What I find a little bit absurd is the fact that some cannot even take the risk of wooing (or toasting) a lady they like for fear of being rejected. I mean, that's something else. And for the ladies, how many of us can dare to be like 'Ruth', who went after the person she liked even if it meant sleeping at his feet? Yeah, I know...our culture and religion does not permit a woman to woo. But let me ask, should we die in silence even if you know the person is the right one? What's stopping a woman from risking it? I mean, the worst case is she'll be seen as cheap ( and probably uncultured). But if that's who she wants and she's convinced (prayerfully now), what is stopping her? Culture, religion! Hmmmmmmmmm.

You may think, Bukola has gone weird now with this her write ups...but read this:

A story was told of a lady who at first had a crush on a guy in her neighbourhood when they were young. Fortunately (or unfortunately) they were very close. Gradually, the crush turned to love
and the guy didn't show her he hated her as well. But he didn't ask her out. As time went on the guy had to go somewhere to school (university) and the lady too went to a different school. They graduated from their respective schools - still very good friends, still keeping in touch - but the guy still did not ask her out! It went on like that for years until the lady's parent started drawing her attention to the fact that she wasn't getting any younger. Suitors were coming for her, but she kept turning them down; 'faithing' it that one day her childhood love would speak up. After all, they were so close there was no secret between them, it was only natural for him to be her husband.

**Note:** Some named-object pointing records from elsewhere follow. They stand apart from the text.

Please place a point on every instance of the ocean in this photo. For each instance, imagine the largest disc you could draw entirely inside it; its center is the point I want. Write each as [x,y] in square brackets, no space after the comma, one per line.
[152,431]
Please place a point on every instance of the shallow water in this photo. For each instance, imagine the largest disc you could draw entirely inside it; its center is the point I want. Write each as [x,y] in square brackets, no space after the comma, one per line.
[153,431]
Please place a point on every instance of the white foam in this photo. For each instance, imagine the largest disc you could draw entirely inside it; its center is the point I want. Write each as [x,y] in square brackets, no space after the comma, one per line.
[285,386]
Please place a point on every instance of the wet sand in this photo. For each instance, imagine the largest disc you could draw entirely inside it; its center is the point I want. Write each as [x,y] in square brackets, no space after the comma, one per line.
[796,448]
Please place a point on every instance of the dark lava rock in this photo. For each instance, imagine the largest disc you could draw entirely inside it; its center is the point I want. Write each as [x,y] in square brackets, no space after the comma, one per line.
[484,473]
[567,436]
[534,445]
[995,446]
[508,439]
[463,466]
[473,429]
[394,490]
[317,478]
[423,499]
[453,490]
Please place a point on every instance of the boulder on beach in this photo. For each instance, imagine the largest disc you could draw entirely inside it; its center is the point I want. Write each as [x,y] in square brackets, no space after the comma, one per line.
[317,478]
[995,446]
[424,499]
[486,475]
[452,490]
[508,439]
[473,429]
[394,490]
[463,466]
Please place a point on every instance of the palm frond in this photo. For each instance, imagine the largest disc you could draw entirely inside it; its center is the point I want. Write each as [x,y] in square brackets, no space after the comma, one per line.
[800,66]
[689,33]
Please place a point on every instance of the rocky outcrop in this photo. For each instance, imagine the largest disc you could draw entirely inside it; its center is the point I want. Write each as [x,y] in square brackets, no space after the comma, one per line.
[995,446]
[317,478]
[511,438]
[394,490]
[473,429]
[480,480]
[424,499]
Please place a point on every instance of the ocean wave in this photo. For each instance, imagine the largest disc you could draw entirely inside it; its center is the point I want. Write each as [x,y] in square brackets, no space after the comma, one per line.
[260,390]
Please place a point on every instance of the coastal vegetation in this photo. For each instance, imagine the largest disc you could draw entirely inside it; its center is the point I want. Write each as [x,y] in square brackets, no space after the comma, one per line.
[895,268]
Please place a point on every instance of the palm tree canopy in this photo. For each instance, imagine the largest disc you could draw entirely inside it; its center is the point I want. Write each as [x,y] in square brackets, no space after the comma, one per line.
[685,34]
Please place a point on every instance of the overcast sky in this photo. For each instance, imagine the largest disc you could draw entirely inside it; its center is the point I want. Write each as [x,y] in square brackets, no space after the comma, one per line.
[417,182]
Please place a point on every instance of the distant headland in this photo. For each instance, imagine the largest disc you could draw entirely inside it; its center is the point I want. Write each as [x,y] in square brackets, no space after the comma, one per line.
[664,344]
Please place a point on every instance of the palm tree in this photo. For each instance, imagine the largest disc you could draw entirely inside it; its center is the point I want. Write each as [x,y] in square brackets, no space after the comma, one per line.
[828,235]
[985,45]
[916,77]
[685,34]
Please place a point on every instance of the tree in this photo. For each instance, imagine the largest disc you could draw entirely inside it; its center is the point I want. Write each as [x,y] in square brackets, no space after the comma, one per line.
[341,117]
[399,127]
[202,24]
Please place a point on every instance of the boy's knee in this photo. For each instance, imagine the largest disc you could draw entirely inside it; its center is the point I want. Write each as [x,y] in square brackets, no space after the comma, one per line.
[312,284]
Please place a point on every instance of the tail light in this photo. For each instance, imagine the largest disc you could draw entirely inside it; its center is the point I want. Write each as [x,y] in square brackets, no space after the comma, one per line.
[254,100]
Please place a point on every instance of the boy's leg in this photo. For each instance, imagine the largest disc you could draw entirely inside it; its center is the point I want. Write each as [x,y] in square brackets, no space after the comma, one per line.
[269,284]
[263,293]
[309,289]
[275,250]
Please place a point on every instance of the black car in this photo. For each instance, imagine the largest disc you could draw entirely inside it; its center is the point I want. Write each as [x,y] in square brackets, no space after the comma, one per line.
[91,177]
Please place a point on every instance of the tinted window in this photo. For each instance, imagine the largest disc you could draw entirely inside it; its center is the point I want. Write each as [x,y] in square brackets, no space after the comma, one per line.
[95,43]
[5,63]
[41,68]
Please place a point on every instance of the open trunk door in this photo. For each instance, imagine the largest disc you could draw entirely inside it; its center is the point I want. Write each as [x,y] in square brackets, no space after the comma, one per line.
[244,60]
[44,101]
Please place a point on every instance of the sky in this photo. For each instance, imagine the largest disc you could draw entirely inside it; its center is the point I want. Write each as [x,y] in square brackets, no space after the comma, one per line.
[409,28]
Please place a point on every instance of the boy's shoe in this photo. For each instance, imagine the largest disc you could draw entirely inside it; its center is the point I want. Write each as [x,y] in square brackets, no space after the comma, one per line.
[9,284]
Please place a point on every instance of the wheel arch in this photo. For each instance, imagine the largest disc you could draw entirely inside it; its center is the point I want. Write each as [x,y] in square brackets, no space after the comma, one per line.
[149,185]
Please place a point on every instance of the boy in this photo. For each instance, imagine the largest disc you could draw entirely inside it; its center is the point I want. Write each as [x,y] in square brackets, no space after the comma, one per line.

This went on until she was 32, and her childhood love, though not married himself, yet refused to ask for her hand in marriage. Then came this other guy, who would do anything just to have her as his. With family and friends pressuring her to accept the huge proposal, she gave in finally, although her heart belonged to someone else. Then came the big wedding and childhood friend was invited. He arrived 2 days to the wedding (with mixed feelings) and went straight to the lady's house (since they were very close). After catching up on old times and all, the lady couldn't hold it any longer. Then she opened up. Told him: 'It would have been you!'. Dropped like a bomb shell, the guy too admitted he had feelings for her, but was thinking she was like her sister and that he doesn't want to destroy the brotherly relationship they had. Nonsense! But too bad the wedding had to go on. This lady got married, has 2 kids now, even though her heart still belonged to her childhood love. The childhood love, on the other hand is yet to get married with the belief that the lady might still come back to her. So sad.

Although some religious organisations help in wooing (as long as you're convinced the person is right for you and have prayed seriously about it). But what if you wish to take the risk yourself (especially for ladies)? That lady's case would have been reversed if she had spoken up or told someone to help talk to the guy. Maybe then the guy would gain courage to express himself.

I'm just thinking out loud. I may be wrong, and we can't dispute the fact that I may also be right. I'm not imposing this on anyone, and that's the reason the heading is a question. Like Ben Carson wrote in the book 'Take the Risk':

- What is the WORST that could happen if a lady PROPOSES to a guy?
- What is the BEST that could result should she PROPOSE?
- What is the WORST that could happen if she DOES NOT PROPOSE?
- What is the BEST that could result is she DOES NOT PROPOSE?

Like I said, I'm just thinking out loud. Writing this is even a risk for me, because already I know what some people will be thinking after reading this. But life is a risk, and I'm taking it. So I'll take the risk of posting this no matter what.

Your comments will be highly appreciated.



  1. Tunji Ogunjimi9 June 2010 at 01:13

    i really appreciate your effort in writing this piece. it's really sad to know that ladies are still being subjected to this kind of treatment. personally i dont approve of it at all.
    i think it all boils down to insincerity and immaturity on the part of guys that are involved in such. any God-fearing guy would not be guilty of this. why would anyone be around a lady for so long knowing fully well that he has 'other things' clouding his mind? why would anyone make a lady to enrol at 'courage-building tutorial centre' when he could save the day by a sentence?
    i believe this is a wake up call to guys to take this issue more seriously and be careful of the impression they are painting.